Дурень объявился в селе осенью, испятнавшей леса желтыми, красными и рыжими подпалинами. Приплыл по Вьюн-реке, цепляясь за рухнувшую в воду сосну, и, выбравшись на песчаную отмель, отправился прямиком к избе Кожемяки. Нашел его и, бессвязно что-то лопоча, сунул в руки исцарапанный кусок бересты.

Дурень не знал, что царапины эти называются рунами и означают, что нацарапавшая их Смеяна жива, здорова и находится в плену. А с ней еще много женщин из соседних сел. Если бы он мог мыслить и говорить как все, то рассказал бы Кожемяке и прочим насевшим на него с расспросами селянам много интересного. О том, что Огнедышащий Змий — всего лишь железный ящик, в который, как в лодку, забираются зеленокожие люди. Вот только ящик этот не плавает по воде, а летает. И сам он тоже на нем летал, правда, не внутри, а уцепившись за железяки, выступавшие из его днища. Что зеленокожие — сплошь мужчины и им нужны женщины, которые рожают зеленокожих детей и работают на полях, окружавших тамошнее селение, в центре которого лежит огромная железная тарелка. Он сказал бы им, что женщины, привезенные в селение зеленокожих в железном ящике, заколдованы: делают лишь то, что им велят, а в редкие мгновения просветления ненавидят и боятся своих хозяев. Что зеленокожих в селении всего три десятка, а женщин — больше трехсот, и они бы разорвали отвратных хозяев, обращавшихся с ними как со скотом, в клочья, кабы не волшебная железная тарелка. Это она испускает чары, которые лишают пленниц воли. Однако чары эти слабеют во время грозы, когда огневицы-молнии исчерчивают небо ослепительно-голубыми зигзагами. Во время одной из таких гроз и начертала Смеяна свое послание, заканчивающееся знаком молнии.

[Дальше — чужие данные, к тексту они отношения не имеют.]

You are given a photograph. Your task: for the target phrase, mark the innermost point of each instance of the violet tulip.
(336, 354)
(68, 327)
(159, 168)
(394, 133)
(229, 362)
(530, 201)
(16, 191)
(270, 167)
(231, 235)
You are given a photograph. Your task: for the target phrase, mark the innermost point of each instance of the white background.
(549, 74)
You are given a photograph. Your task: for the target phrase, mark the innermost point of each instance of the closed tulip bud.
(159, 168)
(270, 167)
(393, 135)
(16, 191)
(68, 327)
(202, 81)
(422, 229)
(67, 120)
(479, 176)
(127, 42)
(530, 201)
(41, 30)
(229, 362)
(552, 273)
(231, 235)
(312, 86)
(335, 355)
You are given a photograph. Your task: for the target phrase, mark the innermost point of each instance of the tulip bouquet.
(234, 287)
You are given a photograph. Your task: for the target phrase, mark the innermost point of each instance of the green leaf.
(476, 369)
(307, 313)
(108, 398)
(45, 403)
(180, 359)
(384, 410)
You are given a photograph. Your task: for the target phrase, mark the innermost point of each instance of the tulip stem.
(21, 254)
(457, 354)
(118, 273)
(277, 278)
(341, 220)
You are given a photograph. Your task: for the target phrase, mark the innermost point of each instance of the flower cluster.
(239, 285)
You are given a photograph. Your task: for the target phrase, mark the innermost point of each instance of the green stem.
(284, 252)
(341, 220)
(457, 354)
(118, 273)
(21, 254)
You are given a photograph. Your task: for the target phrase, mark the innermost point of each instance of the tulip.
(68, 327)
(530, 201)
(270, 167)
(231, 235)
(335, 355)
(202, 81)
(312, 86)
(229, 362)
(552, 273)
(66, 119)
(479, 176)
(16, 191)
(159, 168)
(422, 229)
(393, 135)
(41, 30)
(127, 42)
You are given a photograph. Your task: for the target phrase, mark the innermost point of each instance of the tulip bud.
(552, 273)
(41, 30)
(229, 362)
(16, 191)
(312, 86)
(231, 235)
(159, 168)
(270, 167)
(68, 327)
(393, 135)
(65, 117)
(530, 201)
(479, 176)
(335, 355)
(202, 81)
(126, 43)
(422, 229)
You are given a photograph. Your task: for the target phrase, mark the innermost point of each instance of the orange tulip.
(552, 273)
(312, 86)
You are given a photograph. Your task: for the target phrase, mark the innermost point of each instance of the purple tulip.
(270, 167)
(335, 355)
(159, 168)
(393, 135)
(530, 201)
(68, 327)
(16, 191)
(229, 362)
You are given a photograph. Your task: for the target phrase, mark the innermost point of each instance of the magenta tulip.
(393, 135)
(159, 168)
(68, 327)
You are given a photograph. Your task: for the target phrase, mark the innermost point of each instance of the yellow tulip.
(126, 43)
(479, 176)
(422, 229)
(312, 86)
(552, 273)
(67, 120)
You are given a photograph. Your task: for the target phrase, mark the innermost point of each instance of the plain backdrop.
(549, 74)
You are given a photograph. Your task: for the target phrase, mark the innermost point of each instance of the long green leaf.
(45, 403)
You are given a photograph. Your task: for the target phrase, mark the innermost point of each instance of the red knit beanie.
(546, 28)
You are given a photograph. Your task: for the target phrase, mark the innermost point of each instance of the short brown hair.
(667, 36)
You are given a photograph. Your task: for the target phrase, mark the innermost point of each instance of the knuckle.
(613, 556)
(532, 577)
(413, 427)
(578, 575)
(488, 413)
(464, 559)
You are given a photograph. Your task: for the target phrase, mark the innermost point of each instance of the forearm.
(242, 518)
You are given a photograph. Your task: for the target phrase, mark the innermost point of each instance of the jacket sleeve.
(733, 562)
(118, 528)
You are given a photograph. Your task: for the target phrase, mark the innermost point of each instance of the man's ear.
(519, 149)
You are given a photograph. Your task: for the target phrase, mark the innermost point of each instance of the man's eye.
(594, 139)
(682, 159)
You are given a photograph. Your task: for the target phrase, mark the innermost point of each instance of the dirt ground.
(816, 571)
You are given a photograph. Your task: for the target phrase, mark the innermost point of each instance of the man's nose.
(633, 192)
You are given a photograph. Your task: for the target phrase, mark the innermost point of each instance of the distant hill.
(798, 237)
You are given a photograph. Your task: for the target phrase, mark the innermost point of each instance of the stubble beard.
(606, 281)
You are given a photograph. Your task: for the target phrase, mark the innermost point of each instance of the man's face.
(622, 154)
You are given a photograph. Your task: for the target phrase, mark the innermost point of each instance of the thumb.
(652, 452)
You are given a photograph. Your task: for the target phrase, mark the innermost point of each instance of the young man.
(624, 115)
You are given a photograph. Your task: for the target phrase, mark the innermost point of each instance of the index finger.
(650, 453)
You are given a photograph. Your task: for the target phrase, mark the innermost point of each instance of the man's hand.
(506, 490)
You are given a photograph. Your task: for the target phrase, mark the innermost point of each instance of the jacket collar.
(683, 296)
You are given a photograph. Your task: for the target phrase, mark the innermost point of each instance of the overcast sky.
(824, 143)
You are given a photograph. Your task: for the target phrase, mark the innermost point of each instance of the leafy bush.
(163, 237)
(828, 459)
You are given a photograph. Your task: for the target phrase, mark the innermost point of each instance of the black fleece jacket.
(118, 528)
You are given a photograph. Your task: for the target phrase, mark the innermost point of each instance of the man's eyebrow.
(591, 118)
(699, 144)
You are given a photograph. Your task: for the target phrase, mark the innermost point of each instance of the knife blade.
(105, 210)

Многого, впрочем, Дурень не смог бы рассказать и объяснить, даже если бы обрел способность думать и говорить, как его соплеменники. Например, то, что не был он сожжен установленным на флаере огнеметом и не подвергся воздействию психотропного оружия зеленокожих, поскольку настроено оно было на ментальное излучение нормального, а не деформированного человеческого мозга. Что зеленокожие — потомки атлантов, прилетевшие проведать метрополию, не были злодеями и поначалу пытались наладить мирный контакт с местным населением, но из-за своеобразной внешности не преуспели в этом.

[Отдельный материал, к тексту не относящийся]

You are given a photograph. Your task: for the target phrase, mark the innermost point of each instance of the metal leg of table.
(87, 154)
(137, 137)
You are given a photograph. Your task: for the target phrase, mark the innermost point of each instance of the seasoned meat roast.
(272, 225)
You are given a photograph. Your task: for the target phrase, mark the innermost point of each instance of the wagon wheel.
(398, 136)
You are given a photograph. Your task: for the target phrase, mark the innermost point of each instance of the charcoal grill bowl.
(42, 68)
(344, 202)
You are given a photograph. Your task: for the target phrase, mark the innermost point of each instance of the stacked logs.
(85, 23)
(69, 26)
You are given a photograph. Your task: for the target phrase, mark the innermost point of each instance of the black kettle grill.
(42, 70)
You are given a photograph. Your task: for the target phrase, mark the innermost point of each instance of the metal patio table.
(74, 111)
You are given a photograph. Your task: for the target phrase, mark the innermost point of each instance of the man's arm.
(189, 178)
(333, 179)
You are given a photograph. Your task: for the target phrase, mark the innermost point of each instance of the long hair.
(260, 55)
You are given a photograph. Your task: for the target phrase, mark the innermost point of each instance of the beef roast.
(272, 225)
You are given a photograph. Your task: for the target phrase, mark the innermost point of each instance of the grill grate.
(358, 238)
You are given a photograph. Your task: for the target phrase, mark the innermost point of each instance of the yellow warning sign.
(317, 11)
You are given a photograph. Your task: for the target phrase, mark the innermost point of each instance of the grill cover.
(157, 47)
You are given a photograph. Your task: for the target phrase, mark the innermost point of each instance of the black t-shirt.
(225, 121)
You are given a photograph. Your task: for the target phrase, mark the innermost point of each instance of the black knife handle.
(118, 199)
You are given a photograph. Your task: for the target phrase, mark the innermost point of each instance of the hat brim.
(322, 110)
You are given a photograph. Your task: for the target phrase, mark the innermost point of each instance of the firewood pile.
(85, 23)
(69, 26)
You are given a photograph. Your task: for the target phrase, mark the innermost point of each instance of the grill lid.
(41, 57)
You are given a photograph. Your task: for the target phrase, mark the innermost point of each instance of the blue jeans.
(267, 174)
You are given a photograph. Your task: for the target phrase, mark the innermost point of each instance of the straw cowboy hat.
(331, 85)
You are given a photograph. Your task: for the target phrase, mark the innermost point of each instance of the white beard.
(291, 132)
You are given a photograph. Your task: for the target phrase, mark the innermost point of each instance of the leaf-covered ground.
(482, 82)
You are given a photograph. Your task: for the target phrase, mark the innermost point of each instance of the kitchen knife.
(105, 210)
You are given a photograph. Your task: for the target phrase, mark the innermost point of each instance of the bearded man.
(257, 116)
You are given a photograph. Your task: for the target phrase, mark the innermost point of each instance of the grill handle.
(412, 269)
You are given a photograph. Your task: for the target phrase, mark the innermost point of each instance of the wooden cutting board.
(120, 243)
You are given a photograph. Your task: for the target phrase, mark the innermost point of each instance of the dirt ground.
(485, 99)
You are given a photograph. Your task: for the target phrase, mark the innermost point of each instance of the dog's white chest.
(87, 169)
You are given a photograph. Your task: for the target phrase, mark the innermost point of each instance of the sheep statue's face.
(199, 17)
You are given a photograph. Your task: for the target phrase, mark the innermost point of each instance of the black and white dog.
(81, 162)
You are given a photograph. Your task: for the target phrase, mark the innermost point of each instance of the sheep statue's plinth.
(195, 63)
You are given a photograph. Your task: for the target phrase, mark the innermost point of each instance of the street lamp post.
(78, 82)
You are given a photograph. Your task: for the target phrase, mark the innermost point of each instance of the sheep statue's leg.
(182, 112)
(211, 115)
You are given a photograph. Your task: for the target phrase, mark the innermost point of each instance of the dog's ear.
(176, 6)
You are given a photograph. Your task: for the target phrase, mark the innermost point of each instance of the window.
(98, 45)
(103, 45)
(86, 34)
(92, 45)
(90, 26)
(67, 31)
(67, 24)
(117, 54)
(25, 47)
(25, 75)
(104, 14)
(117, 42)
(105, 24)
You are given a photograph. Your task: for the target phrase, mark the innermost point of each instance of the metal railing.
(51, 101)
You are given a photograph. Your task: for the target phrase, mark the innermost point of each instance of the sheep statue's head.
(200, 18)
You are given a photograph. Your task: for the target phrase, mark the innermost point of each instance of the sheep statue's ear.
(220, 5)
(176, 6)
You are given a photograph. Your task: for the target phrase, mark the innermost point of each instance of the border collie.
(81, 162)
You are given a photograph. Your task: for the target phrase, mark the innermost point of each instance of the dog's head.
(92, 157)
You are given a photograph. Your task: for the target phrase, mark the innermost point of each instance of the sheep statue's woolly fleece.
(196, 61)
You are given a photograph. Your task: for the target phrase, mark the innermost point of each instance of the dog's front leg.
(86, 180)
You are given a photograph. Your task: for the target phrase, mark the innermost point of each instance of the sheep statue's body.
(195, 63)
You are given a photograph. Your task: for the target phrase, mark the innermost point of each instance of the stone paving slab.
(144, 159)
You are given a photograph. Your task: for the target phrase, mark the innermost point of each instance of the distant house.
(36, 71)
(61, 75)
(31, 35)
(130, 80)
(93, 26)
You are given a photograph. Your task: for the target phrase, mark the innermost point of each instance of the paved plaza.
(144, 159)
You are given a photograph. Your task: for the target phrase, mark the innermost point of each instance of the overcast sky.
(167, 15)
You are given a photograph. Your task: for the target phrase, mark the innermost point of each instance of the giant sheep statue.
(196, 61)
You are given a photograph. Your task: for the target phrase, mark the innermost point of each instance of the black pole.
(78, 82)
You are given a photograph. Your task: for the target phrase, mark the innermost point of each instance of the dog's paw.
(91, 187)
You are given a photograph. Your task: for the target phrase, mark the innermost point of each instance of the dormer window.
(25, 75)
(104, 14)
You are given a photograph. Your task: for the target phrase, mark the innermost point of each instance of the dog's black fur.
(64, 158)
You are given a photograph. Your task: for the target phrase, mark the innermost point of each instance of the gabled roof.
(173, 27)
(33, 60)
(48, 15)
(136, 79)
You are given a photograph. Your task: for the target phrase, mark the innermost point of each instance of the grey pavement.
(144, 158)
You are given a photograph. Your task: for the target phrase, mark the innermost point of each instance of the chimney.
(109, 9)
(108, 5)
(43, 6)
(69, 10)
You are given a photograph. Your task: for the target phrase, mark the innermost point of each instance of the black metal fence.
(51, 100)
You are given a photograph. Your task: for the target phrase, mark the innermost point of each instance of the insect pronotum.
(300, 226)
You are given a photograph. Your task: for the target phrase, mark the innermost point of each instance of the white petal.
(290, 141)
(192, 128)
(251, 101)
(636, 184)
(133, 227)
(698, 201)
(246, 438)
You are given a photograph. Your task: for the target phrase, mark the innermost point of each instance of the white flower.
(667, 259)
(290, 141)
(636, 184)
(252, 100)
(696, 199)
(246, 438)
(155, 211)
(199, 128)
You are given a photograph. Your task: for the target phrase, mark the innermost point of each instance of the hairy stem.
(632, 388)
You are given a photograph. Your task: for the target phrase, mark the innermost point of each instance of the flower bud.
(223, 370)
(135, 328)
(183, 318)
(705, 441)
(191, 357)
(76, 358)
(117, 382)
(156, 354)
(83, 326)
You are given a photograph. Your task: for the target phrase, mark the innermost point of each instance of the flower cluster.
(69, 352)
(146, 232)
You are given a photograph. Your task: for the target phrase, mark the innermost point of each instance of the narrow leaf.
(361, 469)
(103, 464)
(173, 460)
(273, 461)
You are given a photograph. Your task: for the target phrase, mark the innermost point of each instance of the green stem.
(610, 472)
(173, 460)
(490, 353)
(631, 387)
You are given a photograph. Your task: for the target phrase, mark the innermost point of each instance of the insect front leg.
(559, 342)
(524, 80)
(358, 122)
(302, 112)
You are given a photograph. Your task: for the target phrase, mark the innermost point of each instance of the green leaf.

Все это, впрочем, не имело значения — письмена были нацарапаны на бересте, береста доставлена адресату, и дальше события развивались по предсказуемому сценарию.

Кожемяка, с отцами отданных Змию на съедение девиц, отправился по соседним селам, и вскоре узкие длинноносые, шитые из коры лодки двинулись вверх по Вьюн-реке. На первой сидел Дурень, ведущий себя тихо и смирно, пока не почуял близость селения зеленокожих. Заметив его волнение, лодки упрятали в камышах, вперед были высланы соглядатаи, а когда прозвучали первые раскаты грома и молнии избороздили небо, мужики ворвались в лагерь зеленокожих и взяли их в топоры. Покончив со взрослыми, принялись за зеленокожих детенышей. Их оказалась тьма-тьмущая, а тут еще добрая половина баб, то есть спасенных от зеленокожих дочерей, кинулась защищать выродков, в результате чего часть их спаслась и долго еще бродила по окрестным лесам. Одни называли их лешими, другие — кикиморами, болотниками и еще всяко-разно. Потом перемерли и они, и только память о них долго жила в лесном крае, передавалась в виде сказок и песен в другие земли, в обмен на столь же малоправдоподобные истории о джиннах, пери, василисках и троллях…

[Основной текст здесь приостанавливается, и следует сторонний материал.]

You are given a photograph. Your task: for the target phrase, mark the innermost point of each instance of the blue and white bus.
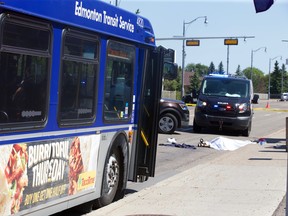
(80, 84)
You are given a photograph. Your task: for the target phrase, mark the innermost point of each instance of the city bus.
(80, 85)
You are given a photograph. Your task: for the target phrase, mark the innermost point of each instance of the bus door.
(147, 133)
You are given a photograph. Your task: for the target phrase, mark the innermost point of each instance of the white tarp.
(222, 143)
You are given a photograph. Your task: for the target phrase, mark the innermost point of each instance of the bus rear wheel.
(111, 179)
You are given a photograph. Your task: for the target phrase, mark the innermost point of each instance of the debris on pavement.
(172, 142)
(223, 143)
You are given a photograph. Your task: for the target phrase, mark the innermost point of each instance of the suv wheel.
(247, 131)
(196, 128)
(167, 123)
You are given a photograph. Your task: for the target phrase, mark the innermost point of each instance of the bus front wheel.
(111, 179)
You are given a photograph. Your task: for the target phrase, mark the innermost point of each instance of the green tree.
(275, 79)
(258, 79)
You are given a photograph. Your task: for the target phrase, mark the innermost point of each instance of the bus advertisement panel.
(34, 173)
(80, 85)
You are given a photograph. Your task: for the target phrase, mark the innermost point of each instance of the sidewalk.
(248, 181)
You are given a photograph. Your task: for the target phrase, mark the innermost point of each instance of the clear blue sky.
(225, 18)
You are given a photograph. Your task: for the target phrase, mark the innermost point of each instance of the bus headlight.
(201, 104)
(243, 107)
(183, 106)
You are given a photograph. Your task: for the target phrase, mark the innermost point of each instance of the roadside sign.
(231, 41)
(192, 42)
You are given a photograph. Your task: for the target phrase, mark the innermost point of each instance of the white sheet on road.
(223, 143)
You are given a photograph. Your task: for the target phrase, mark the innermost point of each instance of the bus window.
(78, 78)
(24, 72)
(118, 81)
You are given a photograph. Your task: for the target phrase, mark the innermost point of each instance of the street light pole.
(252, 51)
(183, 49)
(271, 59)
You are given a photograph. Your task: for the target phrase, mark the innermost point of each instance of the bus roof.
(92, 15)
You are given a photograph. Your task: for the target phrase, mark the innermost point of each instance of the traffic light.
(231, 41)
(192, 42)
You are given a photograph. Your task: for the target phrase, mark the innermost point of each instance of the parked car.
(284, 96)
(224, 102)
(173, 114)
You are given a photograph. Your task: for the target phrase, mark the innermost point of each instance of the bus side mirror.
(170, 71)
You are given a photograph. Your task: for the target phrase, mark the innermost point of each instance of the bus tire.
(111, 179)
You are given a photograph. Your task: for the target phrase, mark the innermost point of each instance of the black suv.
(224, 102)
(173, 114)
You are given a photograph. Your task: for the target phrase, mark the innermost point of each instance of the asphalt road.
(172, 160)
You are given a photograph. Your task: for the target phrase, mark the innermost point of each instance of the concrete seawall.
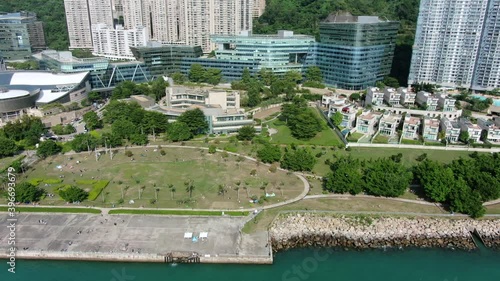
(117, 257)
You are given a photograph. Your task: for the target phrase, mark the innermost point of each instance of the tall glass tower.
(355, 52)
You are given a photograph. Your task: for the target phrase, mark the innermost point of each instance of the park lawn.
(52, 210)
(354, 137)
(152, 171)
(327, 137)
(264, 219)
(381, 139)
(5, 162)
(178, 212)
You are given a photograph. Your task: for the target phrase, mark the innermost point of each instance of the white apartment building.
(411, 127)
(392, 97)
(474, 130)
(457, 44)
(492, 129)
(115, 43)
(430, 129)
(374, 96)
(389, 124)
(78, 21)
(259, 7)
(446, 103)
(407, 96)
(189, 21)
(101, 12)
(428, 100)
(367, 122)
(447, 41)
(451, 128)
(181, 97)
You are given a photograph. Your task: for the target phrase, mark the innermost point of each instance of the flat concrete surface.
(132, 234)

В ту ночь мне снились странные сны, которые впоследствии подтолкнули меня к созданию нескольких серий картин и офортов, не пользующихся, надобно признать, большим успехом у публики, которая хочет, «чтобы все было как на фотографии». Зачем ей иметь такие картины, если есть фотографии, мне непонятно, но это, как говорится, тема отдельного разговора, не имеющего к моему рассказу ни малейшего отношения.

Итак, сны мои были прерваны прикосновением руки, легшей на мой лоб. Рука была холодная, я почувствовал это даже сквозь бинты и, открыв глаза, почти не удивился, увидев склонившуюся надо мной фигуру лиловолицей женщины. В тусклом свете занимавшегося утра фиолетовые пятна на ее лице были отчетливо видны, и не стоило труда догадаться, что это соплеменница Щасвирнуса.

— Лежи тихо, — промыслила она, и мне стало удивительно хорошо и покойно.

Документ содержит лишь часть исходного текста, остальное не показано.